The Japanese-Scandinavian duo INODA+SVEJE introduced a language of biomorphic curves and seamless joinery, part of the “Japandi” idiom where restraint and warmth meet. Their designs challenged the workshop to achieve impossibly smooth transitions in teak—a conversation between Nordic minimalism and Indian tactility.
On the other end of the spectrum is Felix Pfäffli, the Swiss graphic designer whose collaboration with Phantom Hands injected playfulness into the catalogue. Pfäffli’s colourful, whimsical approach suggested that craft need not be solemn; it could be experimental, humorous, even irreverent. In a studio so invested in history and process, his work opened space for levity.
Then there are artistic collaborations that fold narrative into furniture. Nityan Unnikrishnan, for instance, painted whimsical figures and motifs onto Phantom Hands’ surfaces, creating pieces that act as both utilitarian objects and story-bearing canvases, where design carries narrative as well as function.
Rather than appear in a separate “collaborations” silo, these designers are woven through Phantom Hands’ practice. Each expands the studio’s vocabulary, showing how the workshop holds fidelity to tradition in one hand and a spirit of experiment in the other.
A counterpoint to the material anxieties is the studio’s labour politics. The workshop employs numerous artisans—carpenters, cane weavers, upholsterers, polishers—many from families where these crafts have been passed down for generations. Working practices combine hand-tool ritual with machine precision and strict dust-control. The studio’s archival software ensures that knowledge is not hoarded but shared: a packer can upload a video just as easily as a designer can submit a drawing.
This infrastructure routinises care, turns tacit gestures into teachable data, and creates the conditions for skill transmission that needn’t remain proprietary.

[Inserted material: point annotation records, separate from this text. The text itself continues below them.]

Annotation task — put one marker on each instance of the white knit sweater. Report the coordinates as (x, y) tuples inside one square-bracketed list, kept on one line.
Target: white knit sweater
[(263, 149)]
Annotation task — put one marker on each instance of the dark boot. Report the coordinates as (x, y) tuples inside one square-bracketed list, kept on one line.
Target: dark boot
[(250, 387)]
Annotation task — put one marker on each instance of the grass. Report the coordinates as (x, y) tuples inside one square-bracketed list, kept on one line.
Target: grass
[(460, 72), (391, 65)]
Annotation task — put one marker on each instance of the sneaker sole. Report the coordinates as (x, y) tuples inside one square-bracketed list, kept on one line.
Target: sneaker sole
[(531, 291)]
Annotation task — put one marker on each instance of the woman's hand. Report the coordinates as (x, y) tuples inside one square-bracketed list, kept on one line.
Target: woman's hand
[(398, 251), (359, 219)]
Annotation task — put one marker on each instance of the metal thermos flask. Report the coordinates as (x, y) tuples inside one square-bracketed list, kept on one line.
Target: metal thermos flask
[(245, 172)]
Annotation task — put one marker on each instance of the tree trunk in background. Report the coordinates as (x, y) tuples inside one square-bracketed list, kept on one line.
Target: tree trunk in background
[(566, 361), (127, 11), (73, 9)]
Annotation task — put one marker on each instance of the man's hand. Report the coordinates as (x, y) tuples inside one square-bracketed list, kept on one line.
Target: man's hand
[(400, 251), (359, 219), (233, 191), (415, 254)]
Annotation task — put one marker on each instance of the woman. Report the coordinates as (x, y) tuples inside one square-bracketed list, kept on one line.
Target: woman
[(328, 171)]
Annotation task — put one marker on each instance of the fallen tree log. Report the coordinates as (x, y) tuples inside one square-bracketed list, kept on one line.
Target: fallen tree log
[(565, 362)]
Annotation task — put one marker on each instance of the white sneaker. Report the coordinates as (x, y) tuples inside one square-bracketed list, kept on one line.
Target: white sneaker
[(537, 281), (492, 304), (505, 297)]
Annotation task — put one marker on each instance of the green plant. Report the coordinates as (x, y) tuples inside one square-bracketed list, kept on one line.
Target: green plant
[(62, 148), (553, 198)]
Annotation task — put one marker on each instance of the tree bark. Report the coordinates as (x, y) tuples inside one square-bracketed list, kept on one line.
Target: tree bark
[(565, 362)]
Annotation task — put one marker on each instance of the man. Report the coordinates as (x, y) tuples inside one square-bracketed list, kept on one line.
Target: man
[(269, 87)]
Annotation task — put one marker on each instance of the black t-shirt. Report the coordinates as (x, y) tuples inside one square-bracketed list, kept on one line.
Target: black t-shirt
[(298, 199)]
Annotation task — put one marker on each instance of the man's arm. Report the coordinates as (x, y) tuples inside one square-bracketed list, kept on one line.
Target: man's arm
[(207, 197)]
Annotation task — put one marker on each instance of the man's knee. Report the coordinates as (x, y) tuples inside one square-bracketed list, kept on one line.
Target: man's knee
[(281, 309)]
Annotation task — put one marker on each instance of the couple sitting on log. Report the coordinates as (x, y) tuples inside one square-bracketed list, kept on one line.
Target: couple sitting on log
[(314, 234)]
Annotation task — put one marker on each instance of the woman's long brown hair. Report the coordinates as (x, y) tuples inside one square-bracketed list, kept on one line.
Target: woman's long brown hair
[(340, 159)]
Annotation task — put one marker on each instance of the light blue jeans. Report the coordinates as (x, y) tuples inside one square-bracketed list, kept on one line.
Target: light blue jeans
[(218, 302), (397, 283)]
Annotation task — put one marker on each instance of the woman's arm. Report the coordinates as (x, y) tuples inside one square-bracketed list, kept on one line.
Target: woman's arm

For Aparna and Deepak, the workshop is not only about producing furniture; it is about creating a system where knowledge can outlive any single collection.
Phantom Hands’ ethic is to remember—but not in a nostalgic sense. It is a remembering that asks difficult questions: of who owns design, how raw materials travel across contested geographies, and how craft knowledge should be stored, taught and shared.
The phantom is not a ghost of loss but a presence that insists: that knowledge lives in gestures, that authorship is always plural, and that making is also a form of thinking. In that sense, the future of design in India may depend less on singular visionaries than on the infrastructures we build to keep those phantom hands—and the very real ones they shadow—working together.